Wie unabsichtlich passend, dass ich diesen Teil der Data Literacy Serie am – zumindest bislang – heissesten Tag des Jahres schreibe.

Ich kann daher kaum den Bezug zur «Klima»-Debatte ignorieren, wenn es heute um «Verteilungen» geht und wie man diese visualisiert.

 

Wir werden die «Normalverteilung» betrachten, uns mit asymmetrischen Verteilungen beschäftigen und uns unterwegs ein paar Klimadaten anschauen. Danach können wir hoffentlich kompetent antworten, wenn gefragt wird:

 

Ist diese Wärme eigentlich noch normal (oder ist das alles schon schief)?

 

Beginnen wir also mit der ersten Datenkompetenz-Frage: Was ist Verteilung (im mathematischen Sinn)?

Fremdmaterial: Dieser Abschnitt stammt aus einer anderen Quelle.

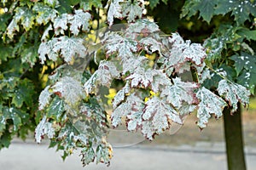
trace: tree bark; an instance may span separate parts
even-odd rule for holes
[[[224,108],[224,124],[228,168],[229,170],[246,170],[240,105],[233,115],[230,114],[230,108]]]

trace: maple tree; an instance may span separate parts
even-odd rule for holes
[[[182,18],[234,17],[203,44],[163,34],[146,11],[159,0],[1,2],[1,148],[37,127],[36,141],[47,136],[63,158],[82,148],[84,165],[109,164],[109,123],[125,118],[151,140],[193,111],[204,128],[254,94],[254,1],[185,1]],[[109,122],[102,90],[117,81]]]

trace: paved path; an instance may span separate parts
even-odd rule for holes
[[[247,170],[256,167],[256,150],[247,149]],[[78,154],[61,161],[61,153],[46,144],[15,142],[0,151],[0,170],[226,170],[224,144],[195,146],[135,145],[114,148],[110,167],[82,167]]]

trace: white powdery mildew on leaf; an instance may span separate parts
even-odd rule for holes
[[[60,3],[58,0],[44,0],[44,2],[51,7],[57,6]]]
[[[136,52],[137,42],[129,37],[124,37],[115,32],[106,34],[105,37],[107,54],[118,52],[118,57],[125,60],[133,56],[132,52]]]
[[[126,80],[131,80],[131,88],[148,88],[154,82],[154,76],[160,74],[162,74],[162,72],[159,70],[148,69],[145,71],[143,67],[137,67],[132,75],[126,77]],[[160,84],[161,82],[157,83]],[[154,84],[154,91],[158,91],[158,87],[159,85]]]
[[[173,106],[180,108],[183,101],[189,105],[192,105],[196,100],[194,90],[198,88],[198,85],[193,82],[182,82],[179,77],[173,78],[173,84],[166,86],[161,92],[160,97],[166,96],[167,102]]]
[[[125,75],[127,71],[131,74],[134,72],[134,71],[142,65],[145,60],[148,59],[144,56],[137,56],[137,57],[131,57],[126,60],[124,60],[123,65],[123,75]]]
[[[15,31],[20,31],[18,22],[19,20],[14,18],[6,29],[6,35],[11,39],[14,37]]]
[[[157,24],[154,22],[151,22],[147,19],[143,19],[138,20],[135,23],[131,23],[126,31],[131,34],[141,32],[154,34],[156,31],[160,31],[160,29]]]
[[[65,13],[55,19],[54,28],[56,35],[64,35],[64,31],[68,28],[67,24],[70,17],[71,15]]]
[[[122,3],[122,15],[124,18],[127,17],[128,22],[135,21],[135,19],[141,18],[144,4],[137,0],[131,3],[131,1]]]
[[[149,54],[161,51],[161,43],[153,37],[144,37],[140,40],[140,43],[143,44],[145,50]]]
[[[173,64],[183,63],[184,61],[194,62],[197,65],[201,65],[203,63],[204,59],[207,57],[204,48],[199,43],[192,43],[189,40],[186,42],[175,33],[169,38],[169,42],[172,44],[172,49],[171,52],[171,58],[177,59]]]
[[[122,7],[120,5],[120,3],[123,3],[124,0],[109,0],[108,3],[109,5],[107,5],[105,8],[108,8],[108,17],[107,20],[109,23],[109,26],[113,25],[113,18],[122,18]]]
[[[85,96],[81,83],[70,76],[61,78],[52,87],[52,89],[55,93],[61,93],[65,102],[71,105],[74,105]]]
[[[89,20],[90,20],[90,14],[84,12],[82,9],[75,10],[75,14],[73,15],[68,20],[70,31],[75,36],[79,35],[79,30],[89,31]]]
[[[197,110],[197,118],[199,119],[197,125],[201,128],[204,128],[211,117],[210,114],[215,114],[217,118],[220,117],[222,110],[227,104],[220,97],[204,87],[199,89],[196,97],[200,100]]]
[[[57,60],[58,54],[53,50],[56,42],[57,38],[53,38],[49,42],[43,42],[40,43],[38,52],[41,64],[44,64],[46,56],[53,61]]]
[[[54,21],[58,14],[57,10],[42,3],[36,3],[32,10],[38,13],[36,20],[39,25],[46,25],[49,21]]]
[[[53,94],[49,91],[49,86],[47,86],[39,95],[39,110],[43,110],[49,102],[50,95]]]
[[[49,37],[49,31],[53,30],[52,25],[49,25],[45,31],[44,31],[44,34],[42,36],[41,41],[46,41],[46,39]]]
[[[49,139],[51,139],[55,135],[55,129],[50,122],[46,122],[46,116],[44,116],[35,130],[35,139],[38,143],[41,142],[42,137],[47,135]]]
[[[185,59],[191,60],[197,65],[201,65],[207,57],[204,48],[200,43],[192,43],[186,41],[187,48],[183,51]]]
[[[152,123],[151,129],[154,130],[154,132],[149,133],[150,134],[160,134],[163,133],[165,129],[169,128],[171,121],[183,124],[183,121],[178,113],[169,104],[155,96],[147,101],[143,118],[144,121],[148,121]],[[143,127],[143,129],[147,128]],[[148,138],[148,132],[143,134]],[[150,139],[152,138],[149,137],[148,139]]]
[[[129,82],[127,82],[125,86],[115,94],[113,101],[112,102],[113,109],[115,109],[118,106],[118,105],[125,99],[125,94],[129,92],[130,85]]]
[[[81,58],[86,56],[86,48],[83,42],[82,38],[63,36],[57,38],[53,51],[55,53],[61,52],[64,60],[68,63],[76,55]]]
[[[221,80],[217,88],[219,95],[224,96],[232,105],[231,112],[237,110],[237,103],[240,101],[244,105],[249,104],[250,92],[243,86],[235,82]]]
[[[123,102],[113,110],[111,114],[112,125],[117,127],[121,122],[121,118],[127,116],[127,124],[130,124],[129,128],[131,128],[128,130],[135,130],[137,125],[134,123],[140,123],[142,121],[142,116],[138,117],[137,115],[143,112],[143,101],[135,94],[131,94],[127,97],[125,102]]]

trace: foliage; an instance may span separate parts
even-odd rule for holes
[[[82,148],[83,165],[109,164],[108,126],[125,120],[128,131],[141,129],[151,140],[195,110],[203,128],[225,106],[248,105],[256,81],[255,2],[186,1],[181,17],[199,11],[207,23],[229,19],[203,45],[163,34],[145,16],[160,3],[2,1],[0,148],[35,129],[36,141],[47,136],[63,159]],[[118,20],[127,24],[115,27]],[[108,29],[92,31],[93,23],[105,21]],[[188,72],[193,80],[184,78]],[[103,91],[113,87],[108,120]]]

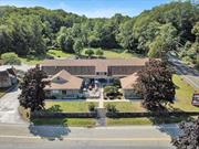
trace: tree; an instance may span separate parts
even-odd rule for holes
[[[1,58],[4,64],[10,64],[10,65],[20,65],[21,64],[21,60],[13,52],[2,54]]]
[[[60,36],[57,36],[57,42],[64,52],[74,53],[73,50],[74,40],[71,35],[63,33]]]
[[[0,25],[0,54],[12,49],[12,34],[7,25]]]
[[[44,108],[44,87],[49,84],[44,78],[48,78],[48,75],[38,65],[24,74],[19,96],[22,107],[30,108],[31,111]]]
[[[166,63],[158,60],[149,60],[145,67],[138,72],[135,89],[144,98],[144,107],[156,110],[163,108],[163,104],[172,103],[175,98],[175,84],[172,73]]]
[[[181,134],[172,138],[171,143],[177,149],[198,149],[199,147],[199,117],[192,121],[184,121],[179,125]]]
[[[81,40],[76,40],[73,45],[73,49],[74,49],[76,55],[81,54],[81,51],[83,50],[83,47],[84,47],[83,42]]]
[[[94,54],[94,51],[91,50],[91,49],[88,49],[88,50],[85,51],[85,54],[86,54],[88,57],[91,57],[91,56]]]
[[[96,50],[95,55],[97,55],[98,57],[104,55],[104,52],[100,49]]]

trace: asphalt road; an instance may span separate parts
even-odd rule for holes
[[[199,72],[184,64],[180,60],[169,58],[176,71],[193,87],[199,88]]]
[[[0,125],[0,149],[175,149],[175,125],[66,128]]]
[[[4,124],[24,124],[21,119],[18,107],[18,96],[20,89],[18,87],[10,91],[2,98],[0,98],[0,123]]]

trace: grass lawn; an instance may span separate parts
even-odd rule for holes
[[[63,126],[80,126],[92,127],[95,126],[94,118],[38,118],[33,119],[34,125],[63,125]]]
[[[72,53],[65,53],[61,50],[49,50],[48,55],[54,56],[54,57],[71,57],[74,56]]]
[[[35,56],[27,56],[27,57],[20,57],[21,62],[28,65],[35,65],[41,63],[44,57],[35,57]]]
[[[45,108],[54,111],[88,111],[92,102],[45,102]],[[95,103],[97,105],[97,103]]]
[[[105,106],[108,104],[115,105],[118,111],[146,111],[145,108],[142,107],[142,103],[139,100],[135,102],[111,102],[105,103]]]
[[[192,94],[195,93],[195,91],[199,92],[199,89],[196,89],[188,83],[186,83],[186,81],[184,81],[180,75],[174,75],[172,81],[176,85],[177,97],[177,102],[175,102],[172,106],[181,110],[199,111],[199,107],[191,105]]]
[[[84,49],[82,51],[82,54],[85,55],[85,50]],[[96,51],[97,49],[92,49],[94,51]],[[127,53],[124,50],[103,50],[104,51],[104,56],[107,58],[130,58],[130,57],[135,57],[135,56],[139,56],[136,54],[132,54],[132,53]],[[49,50],[46,55],[53,56],[53,57],[74,57],[75,54],[73,53],[66,53],[63,52],[61,50]],[[96,56],[96,55],[95,55]],[[34,56],[34,55],[28,55],[25,57],[20,57],[21,62],[24,64],[29,64],[29,65],[35,65],[41,63],[43,60],[45,58],[44,55],[42,56]]]
[[[107,126],[122,126],[122,125],[161,125],[161,124],[176,124],[187,119],[197,117],[187,116],[169,116],[169,117],[139,117],[139,118],[107,118]]]
[[[82,55],[85,55],[85,51],[86,51],[87,49],[84,49],[83,51],[82,51]],[[93,51],[94,51],[94,53],[95,53],[95,51],[97,50],[97,49],[92,49]],[[138,56],[138,55],[136,55],[136,54],[132,54],[132,53],[127,53],[126,51],[124,51],[124,50],[115,50],[115,49],[113,49],[113,50],[103,50],[103,52],[104,52],[104,57],[106,57],[106,58],[132,58],[132,57],[135,57],[135,56]],[[96,56],[96,55],[94,55],[94,56]]]

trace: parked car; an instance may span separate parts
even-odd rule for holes
[[[199,106],[199,93],[192,95],[192,105]]]

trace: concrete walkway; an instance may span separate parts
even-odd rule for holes
[[[175,149],[176,125],[62,127],[0,125],[0,149]]]
[[[98,100],[98,107],[100,108],[104,108],[104,88],[101,88],[101,97],[100,97],[100,100]]]

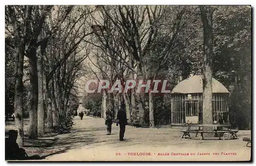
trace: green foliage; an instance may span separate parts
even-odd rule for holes
[[[83,98],[83,106],[90,110],[91,114],[100,116],[102,94],[100,93],[87,93]]]
[[[5,113],[13,112],[15,95],[15,57],[13,56],[14,41],[5,38]]]

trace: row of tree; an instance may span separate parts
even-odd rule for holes
[[[88,61],[94,78],[110,80],[111,87],[116,86],[114,82],[117,79],[123,82],[151,80],[150,91],[154,79],[168,80],[172,89],[181,77],[185,79],[191,74],[202,75],[204,123],[211,123],[213,77],[231,92],[231,122],[239,120],[239,127],[249,126],[245,121],[250,117],[250,95],[244,93],[250,94],[250,7],[96,7],[97,10],[90,15],[95,37],[87,41],[95,50]],[[127,93],[103,91],[101,96],[85,96],[86,100],[102,98],[94,105],[101,108],[93,109],[101,109],[102,116],[108,111],[116,114],[121,103],[126,106],[129,123],[139,120],[137,110],[140,124],[150,127],[157,124],[155,118],[161,114],[157,110],[168,112],[161,118],[169,116],[169,110],[162,110],[170,108],[166,95],[156,97],[150,92],[135,93],[132,90]],[[85,107],[92,109],[90,104],[85,103]]]
[[[111,87],[117,79],[166,79],[172,89],[181,78],[201,75],[204,123],[212,122],[213,76],[231,92],[234,120],[249,126],[250,13],[248,6],[6,6],[6,106],[15,112],[18,143],[26,110],[31,138],[66,121],[77,107],[81,76]],[[122,103],[129,123],[154,127],[169,115],[161,113],[169,112],[168,95],[85,96],[84,106],[102,116],[116,115]]]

Mathematische Verteilungen: Ein Beispiel zum Einstieg

Verteilungen beschreiben die Ausrichtung einzelner Datenpunkte, aufgeschlüsselt nach der beobachteten oder prognostizierten Häufigkeit ihres Auftretens.

 

Beginnen wir mit einem Beispiel:

 

Nehmen wir an, es gäbe einen Test, der überprüft, wie gut Sie sich mit dem Thema «Data Literacy» auskennen. Diesen Test führen wir einmal durch, bevor Sie diese Blogserie durchgearbeitet haben, und einmal danach.

 

Die übrigen 1.999 Leser werden genauso getestet und auf einer Skala von 0-100 Punkten bewertet.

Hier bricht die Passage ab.